Package: ivulncheck-web
Architecture: all
Depends:
 adduser,
 apache2,
 ca-certificates,
 libjs-bootstrap,
 libjs-d3,
 libjs-jquery,
 libapache2-mod-wsgi-py3,
 python3-flask,
 python3-flaskext.wtf,
 ${misc:Depends},
 ${python3:Depends},
Description: reports cluster security vulnerabilities and fixes - Web GUI
 Ivulncheck is a security tool to centralize the search of vulnerabilities and
 fixes concerning packages on a cluster. It leverages already existing tools
 and services such as debsecan and the Debian and Ubuntu CVE trackers to create
 a centralized database of known vulnerabilities and updates.
 .
 A tiny Ivulncheck agent shell script must be deployed on each node of the
 cluster to report its existing deployed packages (only Ubuntu and Debian are
 supported). Then, several commands can be executed to search vulnerabilities
 and determine available security updates.
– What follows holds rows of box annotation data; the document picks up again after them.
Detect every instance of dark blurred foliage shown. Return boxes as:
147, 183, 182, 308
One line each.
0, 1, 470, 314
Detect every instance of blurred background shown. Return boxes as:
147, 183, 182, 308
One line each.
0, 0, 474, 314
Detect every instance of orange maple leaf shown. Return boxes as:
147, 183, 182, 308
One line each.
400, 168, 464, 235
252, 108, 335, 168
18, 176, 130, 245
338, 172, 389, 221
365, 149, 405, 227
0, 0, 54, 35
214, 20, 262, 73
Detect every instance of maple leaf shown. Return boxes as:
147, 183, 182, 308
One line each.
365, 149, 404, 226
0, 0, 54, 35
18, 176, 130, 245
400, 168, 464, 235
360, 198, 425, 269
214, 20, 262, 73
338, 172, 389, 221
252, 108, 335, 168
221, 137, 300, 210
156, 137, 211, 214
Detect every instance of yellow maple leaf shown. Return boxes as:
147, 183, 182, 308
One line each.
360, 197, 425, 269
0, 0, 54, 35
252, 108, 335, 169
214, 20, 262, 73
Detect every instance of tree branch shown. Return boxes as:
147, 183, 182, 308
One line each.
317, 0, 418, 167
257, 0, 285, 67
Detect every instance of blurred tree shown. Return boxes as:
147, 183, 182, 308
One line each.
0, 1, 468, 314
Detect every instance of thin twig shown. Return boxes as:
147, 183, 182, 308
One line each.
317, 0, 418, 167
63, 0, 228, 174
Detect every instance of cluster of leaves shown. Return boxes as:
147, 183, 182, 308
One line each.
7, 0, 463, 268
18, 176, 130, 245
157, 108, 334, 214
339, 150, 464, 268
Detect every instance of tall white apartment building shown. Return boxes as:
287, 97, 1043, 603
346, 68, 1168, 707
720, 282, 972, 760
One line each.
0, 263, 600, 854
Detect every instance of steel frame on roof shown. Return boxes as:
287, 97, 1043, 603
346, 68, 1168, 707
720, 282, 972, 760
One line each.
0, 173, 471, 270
Four main sources are used :
 .
  * debsecan for Debian hosts.
  * ubuntu-cve-tracker for Ubuntu hosts.
  * CVE-Search for custom installed application (manually configuration
    needed).
  * madison-lite (to complete missing fixes due to possibly outdated sources,
    missing sources or main referenced vulnerabilities).
 .
 Eventually, you can get information (installed packages, monitored hosts,
 known vulnerabilities an available fixes) directly from the API, or through
 a web interface that provides a graphical rendering of the information.
 .
 This package contains the Web Interface.

Package: ivulncheck-doc
Architecture: all
Section: doc
Build-Profiles: <!nodoc>
Depends:
 ${misc:Depends},
 ${sphinxdoc:Depends},
Description: reports cluster security vulnerabilities and fixes - Agent
 Ivulncheck is a security tool to centralize the search of vulnerabilities and
 fixes concerning packages on a cluster. It leverages already existing tools
 and services such as debsecan and the Debian and Ubuntu CVE trackers to create
 a centralized database of known vulnerabilities and updates.
 .
 This package provides ivulncheck documentation.